Interview with D.I. Stuart Hitchon of Northamptonshire Police

Find out about the role of the Head of the Child Protection Team for Northamptonshire Police, his day-to-day work and experiences in Child Safeguarding.

Detective Inspector Stuart Hitchon is Head of the Child Protection Team for
Northamptonshire Police and has been in post for 3 years. As part of our new series of interviews with people working to safeguard children in Northamptonshire, DI Hitchon gives us an insight into his day-to-day work and experiences.

Q. Stuart, what got you into safeguarding in the first place?

After 20 years of service, mainly working within Criminal Investigation
Departments, I wanted a new challenge.

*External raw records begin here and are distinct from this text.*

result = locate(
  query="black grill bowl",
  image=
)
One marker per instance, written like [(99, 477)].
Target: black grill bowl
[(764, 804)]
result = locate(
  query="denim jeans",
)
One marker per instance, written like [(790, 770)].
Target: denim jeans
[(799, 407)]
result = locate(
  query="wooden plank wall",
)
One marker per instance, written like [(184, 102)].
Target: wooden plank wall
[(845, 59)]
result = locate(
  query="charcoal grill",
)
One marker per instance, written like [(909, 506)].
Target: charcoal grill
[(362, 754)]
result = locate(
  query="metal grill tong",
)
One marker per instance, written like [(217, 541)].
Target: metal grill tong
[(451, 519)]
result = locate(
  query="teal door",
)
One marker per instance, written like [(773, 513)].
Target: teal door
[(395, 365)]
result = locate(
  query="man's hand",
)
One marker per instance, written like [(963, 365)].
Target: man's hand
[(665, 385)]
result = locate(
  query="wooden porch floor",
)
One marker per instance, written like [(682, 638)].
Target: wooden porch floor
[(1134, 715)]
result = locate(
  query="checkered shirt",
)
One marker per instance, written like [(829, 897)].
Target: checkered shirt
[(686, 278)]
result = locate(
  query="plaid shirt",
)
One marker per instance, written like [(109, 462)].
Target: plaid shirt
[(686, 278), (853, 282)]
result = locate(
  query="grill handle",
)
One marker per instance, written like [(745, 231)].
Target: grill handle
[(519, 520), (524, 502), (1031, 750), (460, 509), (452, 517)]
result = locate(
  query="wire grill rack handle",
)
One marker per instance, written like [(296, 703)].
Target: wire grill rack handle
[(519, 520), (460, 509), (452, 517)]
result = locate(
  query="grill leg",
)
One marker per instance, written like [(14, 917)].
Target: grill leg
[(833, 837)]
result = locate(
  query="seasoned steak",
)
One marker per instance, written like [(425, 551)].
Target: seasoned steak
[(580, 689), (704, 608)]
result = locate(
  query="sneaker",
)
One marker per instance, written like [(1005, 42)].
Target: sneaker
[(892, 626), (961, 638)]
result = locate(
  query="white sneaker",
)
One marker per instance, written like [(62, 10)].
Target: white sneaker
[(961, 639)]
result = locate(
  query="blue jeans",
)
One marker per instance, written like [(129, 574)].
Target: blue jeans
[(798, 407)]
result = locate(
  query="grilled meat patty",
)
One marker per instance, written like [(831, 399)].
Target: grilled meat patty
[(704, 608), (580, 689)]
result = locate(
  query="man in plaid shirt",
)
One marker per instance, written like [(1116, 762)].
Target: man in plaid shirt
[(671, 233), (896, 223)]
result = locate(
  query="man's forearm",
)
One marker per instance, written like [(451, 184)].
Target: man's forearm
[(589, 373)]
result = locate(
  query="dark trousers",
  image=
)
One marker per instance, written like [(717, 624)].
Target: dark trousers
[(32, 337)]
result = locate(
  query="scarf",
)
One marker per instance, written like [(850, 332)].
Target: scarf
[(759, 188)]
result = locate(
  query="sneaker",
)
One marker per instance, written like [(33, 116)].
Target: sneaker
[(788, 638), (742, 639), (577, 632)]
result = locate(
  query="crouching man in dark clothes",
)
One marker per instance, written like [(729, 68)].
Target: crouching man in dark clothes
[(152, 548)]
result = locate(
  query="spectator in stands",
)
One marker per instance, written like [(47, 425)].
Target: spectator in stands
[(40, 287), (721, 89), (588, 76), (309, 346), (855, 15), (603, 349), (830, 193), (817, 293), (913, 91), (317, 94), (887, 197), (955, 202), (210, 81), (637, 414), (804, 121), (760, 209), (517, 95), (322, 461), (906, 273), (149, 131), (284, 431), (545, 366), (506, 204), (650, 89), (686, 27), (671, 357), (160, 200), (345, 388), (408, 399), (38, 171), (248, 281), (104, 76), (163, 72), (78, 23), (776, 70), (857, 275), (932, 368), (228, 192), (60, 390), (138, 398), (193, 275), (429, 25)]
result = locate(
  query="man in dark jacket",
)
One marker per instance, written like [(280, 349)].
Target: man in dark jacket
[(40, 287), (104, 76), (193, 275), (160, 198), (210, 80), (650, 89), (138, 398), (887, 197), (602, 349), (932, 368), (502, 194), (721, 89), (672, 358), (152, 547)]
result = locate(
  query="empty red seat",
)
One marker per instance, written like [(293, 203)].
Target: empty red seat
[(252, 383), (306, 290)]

I had not worked in a safeguarding
role before and I was offered the opportunity to lead the child protection
team, which was an exciting challenge for me and something that I have thoroughly enjoyed.

Q. What’s the hardest decision you’ve ever had to make?

I make difficult decisions on a regular basis, especially when it comes to deciding if we should prosecute people for serious sexual or violent offences committed against children.

One of the hardest decisions I have made recently concerned an investigation into the death of a 2 year old child. I made the decision not to continue with the investigation into the child’s death. After consulting with specialist crown prosecution lawyers and senior investigative officers, I concluded that we had conducted a thorough investigation and there was no evidence to suggest that a particular person was responsible for the child’s death. The family felt that there were people who should be held to account and were clearly unhappy with my decision. I certainly felt a lot of sympathy with the family, but I had to make my decision based upon the facts of the case, and the fact that I was unable to prove any criminal offences based upon the points to prove in law.

Q. Who do you rely on when things get tough?

I rely on a good team to support me, not just my colleagues within the police. I also rely on my partners within Social Services, Health and Education working together to resolve safeguarding investigations.

Q. What are the different things you do in your role?

As a detective inspector I work a shift pattern which means at times I am required to work late shifts or weekends. When I am working outside normal office hours I am the duty detective inspector for the County. I am required to manage any serious crimes that are reported across the County, this can include investigating suspicious deaths, offences where firearms are used or managing high risk missing person enquiries.

I recently attended a senior investigating officer’s course and I am currently working through my portfolio. Once completed I can become a senior investigating officer, which will allow me to manage serious and major crime investigations such as murder enquiries.

Q. What do you do enjoy most about your role?

I am what they call a ‘career detective’, having spent most of my time working in the crime investigation arena. I thoroughly enjoy investigating serious and complex cases and I have certainly investigated a number of these cases during my time in child protection.
I also enjoy working with my team who are all dedicated to their work. But this also extends to a great working relationship I have with partners in Social Care, MASH, Health and Education. We are all working extremely hard together to safeguard children.